– di Naomi Roccamo –
Dopo aver assistito a un numero di concerti considerato “accettabile” so finalmente riuscire a distinguere chi si limita a trasporre live la propria discografia come se fra uno studio di registrazione e delle persone in carne e ossa non ci fosse nessuna differenza e chi sa costruire uno show. Ho piacevolmente scoperto che Willie Peyote fa parte di quest’ultima categoria.

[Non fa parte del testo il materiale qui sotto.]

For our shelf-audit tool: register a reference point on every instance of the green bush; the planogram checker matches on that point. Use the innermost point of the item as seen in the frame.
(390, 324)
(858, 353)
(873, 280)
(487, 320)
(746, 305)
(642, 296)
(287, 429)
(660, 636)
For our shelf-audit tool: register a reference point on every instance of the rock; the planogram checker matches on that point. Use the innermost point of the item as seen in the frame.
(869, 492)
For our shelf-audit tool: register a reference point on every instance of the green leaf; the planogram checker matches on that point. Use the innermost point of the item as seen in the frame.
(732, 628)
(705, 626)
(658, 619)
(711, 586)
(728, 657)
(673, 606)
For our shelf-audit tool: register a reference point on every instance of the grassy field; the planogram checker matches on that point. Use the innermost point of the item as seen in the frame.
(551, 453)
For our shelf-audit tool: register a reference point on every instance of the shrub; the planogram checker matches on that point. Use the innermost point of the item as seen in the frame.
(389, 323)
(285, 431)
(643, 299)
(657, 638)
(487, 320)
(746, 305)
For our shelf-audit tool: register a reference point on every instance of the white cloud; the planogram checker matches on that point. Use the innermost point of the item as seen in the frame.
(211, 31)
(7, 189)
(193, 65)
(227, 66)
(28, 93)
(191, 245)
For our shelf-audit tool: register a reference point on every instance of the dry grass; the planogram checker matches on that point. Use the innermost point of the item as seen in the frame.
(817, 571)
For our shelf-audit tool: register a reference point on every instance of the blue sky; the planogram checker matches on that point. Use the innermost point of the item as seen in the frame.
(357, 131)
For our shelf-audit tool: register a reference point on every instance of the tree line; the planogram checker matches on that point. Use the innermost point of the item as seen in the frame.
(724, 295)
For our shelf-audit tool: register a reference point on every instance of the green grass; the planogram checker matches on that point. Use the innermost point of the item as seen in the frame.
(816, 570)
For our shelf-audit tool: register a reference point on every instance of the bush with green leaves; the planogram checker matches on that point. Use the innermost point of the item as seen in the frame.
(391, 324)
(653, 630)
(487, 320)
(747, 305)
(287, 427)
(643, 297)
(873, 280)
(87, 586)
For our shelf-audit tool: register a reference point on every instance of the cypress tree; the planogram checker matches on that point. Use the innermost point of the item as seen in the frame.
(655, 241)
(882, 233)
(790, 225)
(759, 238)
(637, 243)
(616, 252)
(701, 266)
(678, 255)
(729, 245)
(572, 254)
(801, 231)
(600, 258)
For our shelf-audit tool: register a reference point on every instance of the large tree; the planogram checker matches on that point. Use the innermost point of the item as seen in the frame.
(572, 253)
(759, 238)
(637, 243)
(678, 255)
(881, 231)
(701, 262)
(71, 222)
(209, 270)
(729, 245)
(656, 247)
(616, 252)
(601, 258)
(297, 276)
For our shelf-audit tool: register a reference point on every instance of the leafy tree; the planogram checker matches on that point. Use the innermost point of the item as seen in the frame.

Il 30 giugno, il palco mignon dell’Ippodromo delle Capannelle (quello con gli spalti di cui usufruiscono i genitori più pazienti e giusti quando accompagnano i figli ai concerti, per intenderci) nel pieno della stagione di Rock In Roma, ha avuto come protagonista l’artista sabaudo, piazzato temporalmente fra il rock degli Skunk Anansie il giorno prima e il rap di Ernia del giorno dopo.
Sceglie di darci il benvenuto con una scelta già emblematica, cioè “Fare Schifo” (senza farsi accompagnare dalla Giraud).

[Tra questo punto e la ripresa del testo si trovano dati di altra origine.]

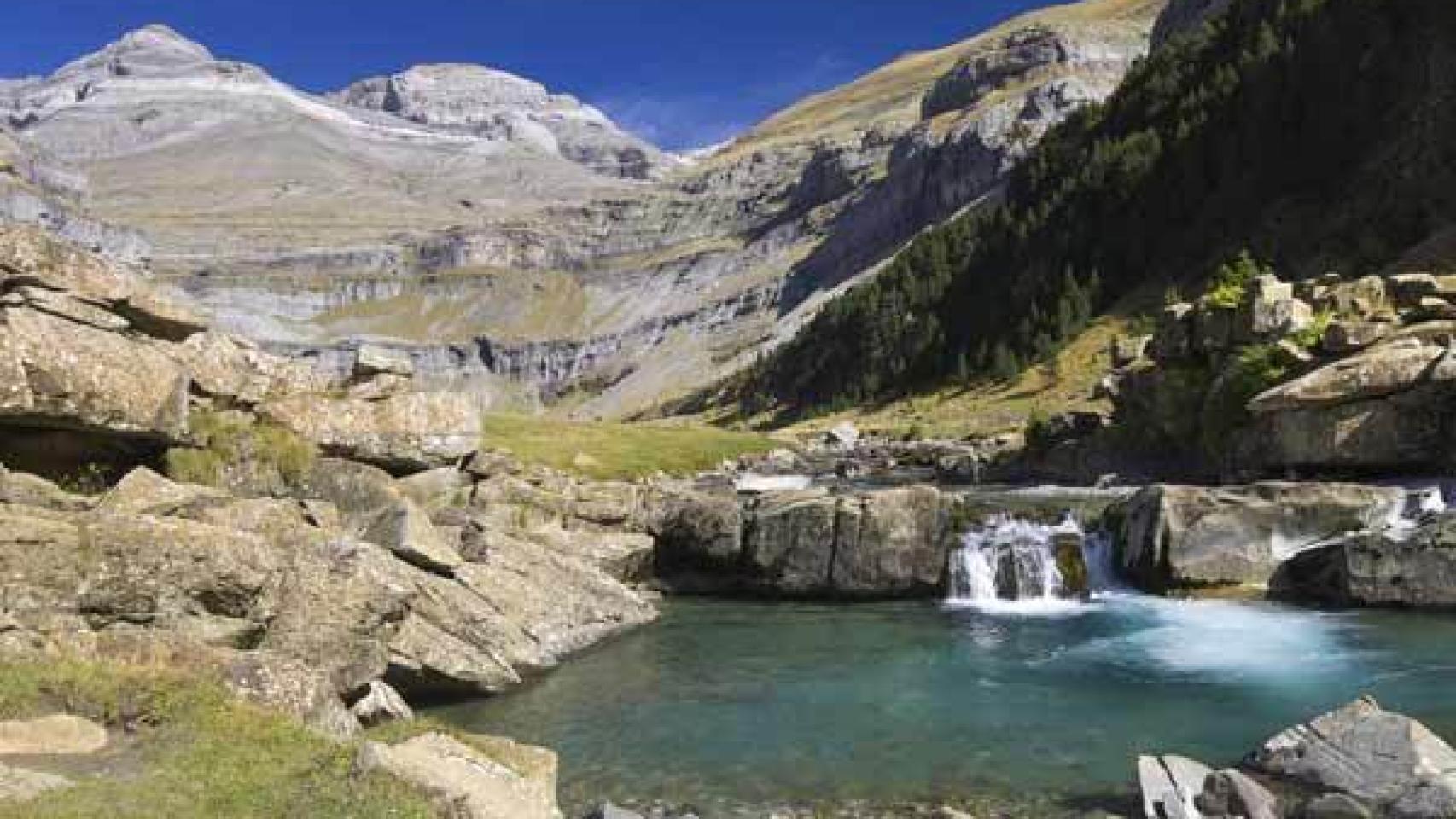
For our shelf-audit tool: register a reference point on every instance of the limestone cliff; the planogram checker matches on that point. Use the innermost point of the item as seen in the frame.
(513, 241)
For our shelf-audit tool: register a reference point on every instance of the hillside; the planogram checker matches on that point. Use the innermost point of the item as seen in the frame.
(1317, 134)
(513, 241)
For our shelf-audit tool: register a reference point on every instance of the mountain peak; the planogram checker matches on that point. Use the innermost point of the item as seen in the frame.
(149, 47)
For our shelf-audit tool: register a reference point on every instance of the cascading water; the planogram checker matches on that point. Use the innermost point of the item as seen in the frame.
(1010, 561)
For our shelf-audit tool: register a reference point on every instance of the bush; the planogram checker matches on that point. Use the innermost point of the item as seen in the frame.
(1311, 336)
(1232, 280)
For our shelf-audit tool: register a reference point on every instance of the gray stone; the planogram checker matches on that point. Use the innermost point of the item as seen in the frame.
(1173, 536)
(1386, 761)
(405, 530)
(381, 705)
(466, 781)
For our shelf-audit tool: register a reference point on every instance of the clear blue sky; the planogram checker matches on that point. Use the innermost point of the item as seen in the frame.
(682, 73)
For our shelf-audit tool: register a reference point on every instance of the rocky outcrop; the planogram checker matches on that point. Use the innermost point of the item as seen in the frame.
(517, 241)
(297, 613)
(1356, 761)
(1175, 537)
(1389, 408)
(1389, 567)
(412, 431)
(474, 779)
(876, 544)
(1372, 761)
(500, 107)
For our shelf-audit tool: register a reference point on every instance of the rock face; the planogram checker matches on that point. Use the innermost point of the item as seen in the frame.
(300, 614)
(876, 544)
(500, 107)
(466, 781)
(1187, 536)
(581, 259)
(1377, 569)
(1388, 408)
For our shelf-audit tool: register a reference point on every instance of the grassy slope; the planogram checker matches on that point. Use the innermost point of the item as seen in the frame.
(1004, 408)
(618, 450)
(197, 752)
(893, 93)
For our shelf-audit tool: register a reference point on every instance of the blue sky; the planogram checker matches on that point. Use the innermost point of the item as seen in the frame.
(682, 73)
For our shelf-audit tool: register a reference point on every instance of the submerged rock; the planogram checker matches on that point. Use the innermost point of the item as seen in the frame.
(488, 779)
(1188, 536)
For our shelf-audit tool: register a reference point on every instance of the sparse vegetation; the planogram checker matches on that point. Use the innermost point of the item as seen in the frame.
(1232, 280)
(237, 445)
(201, 752)
(618, 450)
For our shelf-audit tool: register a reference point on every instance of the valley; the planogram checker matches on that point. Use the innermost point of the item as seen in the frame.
(1059, 424)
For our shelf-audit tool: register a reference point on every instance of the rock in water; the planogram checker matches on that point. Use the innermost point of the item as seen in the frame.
(1173, 536)
(490, 779)
(1377, 569)
(1388, 764)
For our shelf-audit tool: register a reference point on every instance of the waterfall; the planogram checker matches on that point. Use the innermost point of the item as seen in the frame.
(1012, 561)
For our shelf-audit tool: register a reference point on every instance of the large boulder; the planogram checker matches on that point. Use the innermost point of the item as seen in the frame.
(1377, 569)
(485, 779)
(406, 433)
(1377, 761)
(1391, 408)
(1191, 536)
(67, 373)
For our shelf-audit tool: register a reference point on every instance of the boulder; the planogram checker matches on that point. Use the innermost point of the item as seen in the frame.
(1233, 794)
(375, 360)
(57, 735)
(408, 433)
(1385, 763)
(1169, 786)
(1190, 536)
(1270, 311)
(405, 530)
(144, 492)
(1127, 350)
(1391, 408)
(1346, 336)
(469, 781)
(236, 369)
(1377, 569)
(74, 375)
(381, 705)
(695, 530)
(1173, 336)
(893, 543)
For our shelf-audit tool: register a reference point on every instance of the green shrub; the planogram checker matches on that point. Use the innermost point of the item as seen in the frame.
(195, 466)
(1232, 280)
(1311, 336)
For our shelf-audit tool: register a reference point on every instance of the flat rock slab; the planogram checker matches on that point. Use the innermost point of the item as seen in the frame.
(51, 736)
(20, 784)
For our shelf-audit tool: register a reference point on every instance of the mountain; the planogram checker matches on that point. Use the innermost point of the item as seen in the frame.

“Ciao a tuttE e a tuttI. Aspettavo questo tour da due anni.” In effetti si tratta della combo di “Iodegradabile” e “Pornostalgia”, ultimo disco uscito lo scorso maggio e non tutti sono bravi a veicolare lo stesso messaggio per due progetti diversi, a rimanere coerenti creando un discorso unico e valido per entrambi.
Abituata come sono al suo personaggio onesto e cinico non mi aspettavo forse tanta cura che poi è bravura nel rimanere fedele a se stesso ma con una sorta di stile: dagli innumerevoli gin tonic fatti portare sul palco, al sarcasmo timido ma efficace per introdurre le canzoni, era tutto lì.

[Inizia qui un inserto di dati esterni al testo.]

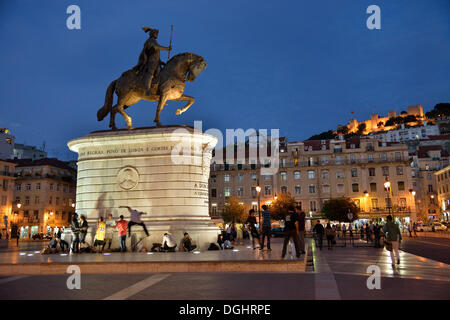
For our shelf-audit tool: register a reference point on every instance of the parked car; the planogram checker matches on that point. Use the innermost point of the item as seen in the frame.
(439, 226)
(277, 232)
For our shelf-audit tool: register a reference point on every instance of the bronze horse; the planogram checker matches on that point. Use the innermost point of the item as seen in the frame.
(130, 88)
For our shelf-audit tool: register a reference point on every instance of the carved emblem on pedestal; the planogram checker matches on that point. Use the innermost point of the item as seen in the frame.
(127, 178)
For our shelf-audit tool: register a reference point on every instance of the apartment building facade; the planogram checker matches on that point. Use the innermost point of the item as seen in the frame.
(6, 194)
(443, 181)
(317, 170)
(44, 195)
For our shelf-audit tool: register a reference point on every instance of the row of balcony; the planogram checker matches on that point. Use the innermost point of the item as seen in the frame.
(43, 176)
(229, 167)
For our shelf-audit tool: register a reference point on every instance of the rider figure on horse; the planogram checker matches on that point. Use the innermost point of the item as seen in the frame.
(149, 63)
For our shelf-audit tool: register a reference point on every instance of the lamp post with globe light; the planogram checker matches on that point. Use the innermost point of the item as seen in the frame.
(387, 186)
(258, 189)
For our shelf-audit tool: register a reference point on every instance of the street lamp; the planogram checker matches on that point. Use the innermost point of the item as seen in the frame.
(387, 186)
(366, 195)
(258, 189)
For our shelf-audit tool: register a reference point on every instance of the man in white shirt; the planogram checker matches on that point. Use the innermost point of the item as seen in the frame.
(169, 243)
(110, 227)
(135, 219)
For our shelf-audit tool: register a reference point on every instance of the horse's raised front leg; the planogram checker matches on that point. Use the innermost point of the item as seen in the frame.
(128, 120)
(190, 103)
(162, 102)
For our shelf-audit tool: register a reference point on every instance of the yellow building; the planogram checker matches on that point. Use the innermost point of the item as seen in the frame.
(443, 181)
(6, 194)
(44, 195)
(317, 170)
(426, 162)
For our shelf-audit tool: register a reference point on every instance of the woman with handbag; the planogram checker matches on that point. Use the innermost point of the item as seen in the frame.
(330, 234)
(393, 237)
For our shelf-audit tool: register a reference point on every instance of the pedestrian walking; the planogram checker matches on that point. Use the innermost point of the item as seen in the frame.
(301, 228)
(135, 219)
(99, 242)
(393, 238)
(233, 233)
(290, 232)
(251, 224)
(83, 230)
(330, 234)
(377, 235)
(239, 233)
(110, 226)
(319, 231)
(368, 233)
(266, 228)
(122, 226)
(75, 229)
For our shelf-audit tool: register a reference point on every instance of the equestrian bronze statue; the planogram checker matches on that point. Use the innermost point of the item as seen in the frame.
(150, 81)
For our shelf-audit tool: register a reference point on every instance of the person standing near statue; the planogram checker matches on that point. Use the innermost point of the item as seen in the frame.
(122, 226)
(110, 226)
(99, 242)
(266, 228)
(301, 228)
(135, 219)
(149, 60)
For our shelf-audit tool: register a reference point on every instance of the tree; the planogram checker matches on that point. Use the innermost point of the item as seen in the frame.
(279, 208)
(234, 211)
(337, 209)
(361, 128)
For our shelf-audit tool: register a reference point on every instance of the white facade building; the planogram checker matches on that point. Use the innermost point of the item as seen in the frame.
(6, 144)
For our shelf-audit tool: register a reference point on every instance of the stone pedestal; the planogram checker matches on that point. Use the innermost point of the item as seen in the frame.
(161, 171)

“Willie Pooh” arriva prestissimo, a differenza delle altre storiche tratte da “Sindrome di Toret” e “Educazione Sabauda”. Emanuela Fanelli (lei per fortuna c’era) ci viene a ricordare che “la felicità non è mai un furto, piuttosto è un bel risarcimento”. Ogni brano che decide di cantare non fa che alimentare una già consolidata consapevolezza non solo artistica ma soprattutto idealistica.
Geniale poi l’accenno di “Do I Wanna Know” degli Arctic Monkeys per far partire “I Cani”, così come la citazione a Mac Miller, una sua dichiarazione d’amore.
C’è spazio infatti per i suoi prediletti, per i suoi racconti fondamentali, come quello prima di “Sempre lo stesso film”, citazione del racconto per antonomasia della sua Torino e omaggio a Libero di Rienzo, attore ma in primis suo caro amico scomparso un anno fa, insieme a tutti quelli che han fatto prevalere il coraggio sul talento.
È il coraggio la linea guida di questa serata, il coraggio di essere consapevoli e spudorati, di dare tutto sul palco, come “Mango”.
Alla fine se un concerto non è spudoratamente personale che concerto è?